Когда они вернулись в расположение станции, небо стремительно заволакивало черной пеленой. Ветер, основательно закрепчав, становился бурей. В лицо то и дело бросало горсти пыли и каменной крошки. Полотнище флага оглушительно хлопало под натиском стихии, грозя сорваться с флагштока на крыше главного модуля. Тросы, для надежности удерживавшие все постройки, басовито гудели струнами. Макар, прикрывая глаза, закатил тележку с бидонами под козырек ангара. Из двери главного модуля высунулась Маша:
– Парни, принесите из хранилища крупы, масла и галет упаковку, – перекрикивая ветер она протянула ключ. – А то непогода неизвестно сколько продлится. Запасы пустеют.
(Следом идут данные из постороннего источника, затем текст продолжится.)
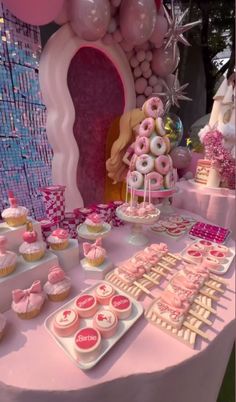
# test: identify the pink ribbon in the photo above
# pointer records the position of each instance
(87, 246)
(19, 295)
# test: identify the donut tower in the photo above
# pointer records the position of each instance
(151, 167)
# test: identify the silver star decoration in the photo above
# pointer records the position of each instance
(176, 28)
(173, 94)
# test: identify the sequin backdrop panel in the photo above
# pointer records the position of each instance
(98, 96)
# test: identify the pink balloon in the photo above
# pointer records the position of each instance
(181, 157)
(34, 12)
(159, 32)
(163, 63)
(90, 19)
(137, 20)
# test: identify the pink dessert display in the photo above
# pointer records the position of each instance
(7, 258)
(15, 215)
(106, 322)
(86, 305)
(66, 322)
(94, 223)
(27, 303)
(104, 293)
(3, 322)
(58, 284)
(87, 344)
(121, 306)
(94, 253)
(58, 239)
(219, 255)
(194, 255)
(31, 249)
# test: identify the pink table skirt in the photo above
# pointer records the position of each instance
(147, 365)
(216, 205)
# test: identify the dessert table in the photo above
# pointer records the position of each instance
(215, 204)
(146, 365)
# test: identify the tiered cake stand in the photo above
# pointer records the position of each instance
(137, 236)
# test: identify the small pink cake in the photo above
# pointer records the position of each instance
(104, 293)
(58, 239)
(194, 255)
(66, 322)
(106, 322)
(3, 322)
(219, 255)
(31, 249)
(94, 253)
(27, 303)
(7, 258)
(86, 305)
(87, 343)
(58, 285)
(94, 223)
(121, 305)
(15, 215)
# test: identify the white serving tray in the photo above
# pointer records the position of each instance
(224, 266)
(66, 343)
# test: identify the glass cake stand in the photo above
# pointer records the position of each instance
(137, 236)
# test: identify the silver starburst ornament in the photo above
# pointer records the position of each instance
(173, 92)
(176, 27)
Прикрывая глаза от шквалистого ветра и поддерживая друг друга, они с Юрием направились к хранилищу провианта – сорокафутовому морскому контейнеру, до половины закопанному в землю. Семецкий, открыв замок, скинул засов и открыл ворота. Макар стоял на пороге, придерживая воротину, чтобы не закрылась. Порывшись в заставленном ящиками и заваленном мешками стальном нутре контейнера, Юрий вынес пластиковый ящик со всем необходимым.
Пока Семецкий возился с никак не желавшими закрываться воротами, Макар оттащил тяжелый ящик волоком до тамбура главного входа. Когда Юрий, наконец, справился со стальной дверью, Макар заметил черный густой шлейф, что тянулся из-за горы контейнеров, защищавших станцию вот от таких ветров. Он похлопал Семецкого по плечу:
– Смотри, что это?
Несколько секунд теплотехник разглядывал черный густой дым, и вдруг, бросив замок, кинулся бежать. Макар последовал за ним, нагнав лишь когда тот застыл столбом на вершине насыпи. На фоне чернильного неба, закручивая в спираль жирный черный дым и разбрасывая искры, горел один из ветряков.
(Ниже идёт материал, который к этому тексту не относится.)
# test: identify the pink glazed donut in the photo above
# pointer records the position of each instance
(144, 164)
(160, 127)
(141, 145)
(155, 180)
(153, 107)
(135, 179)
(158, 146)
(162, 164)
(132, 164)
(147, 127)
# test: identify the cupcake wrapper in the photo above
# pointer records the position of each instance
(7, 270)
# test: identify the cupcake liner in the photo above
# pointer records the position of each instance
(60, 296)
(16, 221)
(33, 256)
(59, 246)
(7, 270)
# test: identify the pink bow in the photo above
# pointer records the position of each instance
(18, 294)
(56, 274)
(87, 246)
Добравшись до мачт ветрогенератора, Семецкий, ловко, словно кошка, влетел по лесенке на самый верх, не забыв при этом пристегнуть карабин страховочного троса. Стянув с себя куртку, он безуспешно пытался затушить вырывавшееся из-под стального кожуха красное пламя. Лопасти продолжали вращаться с дикой скоростью, перекрывая протяжным скрежетом умирающего механизма вой бесновавшегося ветра. Макар стоял у подножия ветряка и, прикрыв глаза от яркого пламени, понимал, что дело – дрянь. Генератор уже не спасти. Ветер, гнавший шум волн и почти доносивший морские брызги даже сюда, раздувал огонь сильнее с каждой секундой.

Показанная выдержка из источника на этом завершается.